Trump dice ser el salvador del sueño americano en la última noche de la Convención Republicana

En la última noche de la Convención Republicana, en medio de las protestas fuera de la Casa Blanca, Trump se presentó como la única solución a los muchos desafíos que enfrentan los EE. UU. Desde el coronavirus, a China, y de Joe Biden a la izquierda radical.

Viernes 28 de agosto | 15:39

Saul Loeb

Sombrío en comparación con las rimbombantes actuaciones de las noches anteriores, el último día de la Convención Nacional Republicana (RNC) nos mostró a Donald Trump y sus partidarios tratando de presentar al presidente como una fuerza estabilizadora, un puerto en la tormenta de las múltiples crisis que supuestamente amenazan a Estados Unidos - desde el coronavirus y China hasta el movimiento Black Lives Matter, la izquierda radical, y lo más importante: Joe Biden. La noche culminó con la aceptación por parte de Trump de la nominación de su partido en un escenario frente a la Casa Blanca. Una medida controvertida y sin precedentes en la que Trump usó descaradamente su puesto para reforzar su campaña de reelección y presentarse a sí mismo y a su administración como firmemente en control de la presidencia. La ceremonia en el jardín de la Casa Blanca reunió a 1.000 personas en un espacio cerrado sin máscaras ni medidas de distanciamiento social o tests.

Los discursos a lo largo de la noche alternaron entre los logros de Trump durante su mandato -muchos de ellos mentiras descaradas- y todas las formas en que una presidencia de Biden significaría un desastre para el "American way of life" (La forma de vida “americana”, NdelT). El último día del RNC mostró principalmente a Trump tratando de convencer a sectores de la clase obrera y la clase media que están desilusionados con la política (aunque no necesariamente forman parte de la base de Trump), así como a moderados o indecisos que, después de cuatro años del errático gobierno de Trump, podrían ser influenciados para votar por Biden en noviembre. El RNC se esforzó mucho el jueves por la noche para pintar a Trump como un presidente bien equipado para manejar los desafíos económicos y sociales que enfrenta Estados Unidos, uno que puede restaurar la fe en el proyecto imperialista capitalista americano.

Biden, el “caballo de Troya” de la izquierda

La noche se abrió con videos y discursos de ex-demócratas que, indignados ante la posibilidad de una presidencia de Biden, llaman a votar por Trump y los republicanos en noviembre. Su presencia en el RNC fue una clara respuesta a la gran cantidad de figuras y senadores republicanos en la Convención Nacional Demócrata (DNC) que se niegan a apoyar una reelección y votarán por Biden. Entre los demócratas reformados encontraba el diputado Jeff Van Drew de Nueva Jersey, que cambió de partido el año pasado. Explicó cómo el Partido Demócrata se había hecho demasiado amplio para él y cómo temía la creciente influencia de una "agenda radical y socialista" dentro del partido. Otros vídeos mostraron testimonios de "progresistas en apoyo a Trump" que, escandalizados por este supuesto giro radical de izquierda del Partido Demócrata y la bancarrota moral de sus dirigentes, ahora votarían por el republicano.

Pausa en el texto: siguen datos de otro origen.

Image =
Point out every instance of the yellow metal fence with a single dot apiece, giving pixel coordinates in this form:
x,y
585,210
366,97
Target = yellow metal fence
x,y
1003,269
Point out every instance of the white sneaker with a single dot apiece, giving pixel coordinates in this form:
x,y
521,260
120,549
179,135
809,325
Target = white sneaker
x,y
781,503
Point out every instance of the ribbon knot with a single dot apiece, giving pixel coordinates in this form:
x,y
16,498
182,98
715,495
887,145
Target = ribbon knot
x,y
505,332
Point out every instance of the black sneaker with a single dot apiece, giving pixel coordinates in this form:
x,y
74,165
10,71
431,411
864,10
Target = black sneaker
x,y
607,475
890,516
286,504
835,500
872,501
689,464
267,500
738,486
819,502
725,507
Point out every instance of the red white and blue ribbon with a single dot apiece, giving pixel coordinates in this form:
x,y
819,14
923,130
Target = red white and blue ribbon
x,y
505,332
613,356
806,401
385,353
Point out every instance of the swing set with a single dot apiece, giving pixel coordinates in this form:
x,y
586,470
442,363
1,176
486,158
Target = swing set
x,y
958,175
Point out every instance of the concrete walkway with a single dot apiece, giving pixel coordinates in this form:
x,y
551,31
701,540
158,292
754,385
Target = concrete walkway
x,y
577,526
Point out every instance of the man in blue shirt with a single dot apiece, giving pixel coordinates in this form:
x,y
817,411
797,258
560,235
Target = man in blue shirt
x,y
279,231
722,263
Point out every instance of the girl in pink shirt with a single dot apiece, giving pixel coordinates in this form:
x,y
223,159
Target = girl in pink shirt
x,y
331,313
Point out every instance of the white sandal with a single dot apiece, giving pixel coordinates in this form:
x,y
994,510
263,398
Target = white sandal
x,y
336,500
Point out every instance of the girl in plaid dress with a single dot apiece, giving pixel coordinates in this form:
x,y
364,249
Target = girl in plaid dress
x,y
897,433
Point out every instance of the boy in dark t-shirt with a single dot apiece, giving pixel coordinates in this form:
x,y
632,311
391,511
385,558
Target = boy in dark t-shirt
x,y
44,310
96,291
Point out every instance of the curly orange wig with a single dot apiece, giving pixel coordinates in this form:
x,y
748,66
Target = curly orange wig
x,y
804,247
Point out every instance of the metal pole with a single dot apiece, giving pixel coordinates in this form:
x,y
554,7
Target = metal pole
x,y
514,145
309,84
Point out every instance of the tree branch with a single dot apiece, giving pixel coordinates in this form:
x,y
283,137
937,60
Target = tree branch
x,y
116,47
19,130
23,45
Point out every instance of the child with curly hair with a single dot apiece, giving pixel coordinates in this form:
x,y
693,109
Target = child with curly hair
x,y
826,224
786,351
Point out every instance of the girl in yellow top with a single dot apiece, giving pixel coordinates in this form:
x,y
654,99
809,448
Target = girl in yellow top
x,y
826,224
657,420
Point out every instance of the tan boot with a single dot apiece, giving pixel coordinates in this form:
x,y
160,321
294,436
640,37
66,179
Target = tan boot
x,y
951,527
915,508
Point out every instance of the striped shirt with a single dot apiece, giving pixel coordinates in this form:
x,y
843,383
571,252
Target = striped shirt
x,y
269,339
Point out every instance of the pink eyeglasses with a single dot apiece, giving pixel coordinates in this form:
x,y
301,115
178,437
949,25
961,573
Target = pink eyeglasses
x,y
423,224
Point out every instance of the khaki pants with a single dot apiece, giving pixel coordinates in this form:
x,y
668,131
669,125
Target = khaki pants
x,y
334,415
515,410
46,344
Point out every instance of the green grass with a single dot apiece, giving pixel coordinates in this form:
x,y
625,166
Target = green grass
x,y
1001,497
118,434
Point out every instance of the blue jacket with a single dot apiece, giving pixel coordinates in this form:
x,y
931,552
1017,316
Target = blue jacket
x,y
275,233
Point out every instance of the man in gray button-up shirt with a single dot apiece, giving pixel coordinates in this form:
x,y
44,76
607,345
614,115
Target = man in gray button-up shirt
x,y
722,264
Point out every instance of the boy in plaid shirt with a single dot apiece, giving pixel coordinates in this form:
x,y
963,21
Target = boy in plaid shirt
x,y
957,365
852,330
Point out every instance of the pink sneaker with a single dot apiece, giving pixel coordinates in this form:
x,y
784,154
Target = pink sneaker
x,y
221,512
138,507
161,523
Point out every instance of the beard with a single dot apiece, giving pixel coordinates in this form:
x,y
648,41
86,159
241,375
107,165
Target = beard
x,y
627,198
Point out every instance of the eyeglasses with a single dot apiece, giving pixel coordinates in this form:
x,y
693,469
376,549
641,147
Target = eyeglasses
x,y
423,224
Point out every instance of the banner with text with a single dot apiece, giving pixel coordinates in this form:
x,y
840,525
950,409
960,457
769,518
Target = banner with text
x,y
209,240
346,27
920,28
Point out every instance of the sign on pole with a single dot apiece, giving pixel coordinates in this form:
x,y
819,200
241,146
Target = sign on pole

Esta línea fue el tema central de la noche y de la convención en su conjunto: la dominación del Partido Demócrata por fuerzas de extrema izquierda y la necesidad de elegir a Trump para luchar contra ellas. Los discursos de la noche iban y venían entre lamentar las propuestas políticas "extremas" de Biden hasta decir que es demasiado débil para hacer frente a la influencia de la izquierda del partido, formada por personajes tan disímiles como Bernie Sanders y Ocasio Cortes por un lado, y Nancy Pelosi y Bill de Blasio del otro.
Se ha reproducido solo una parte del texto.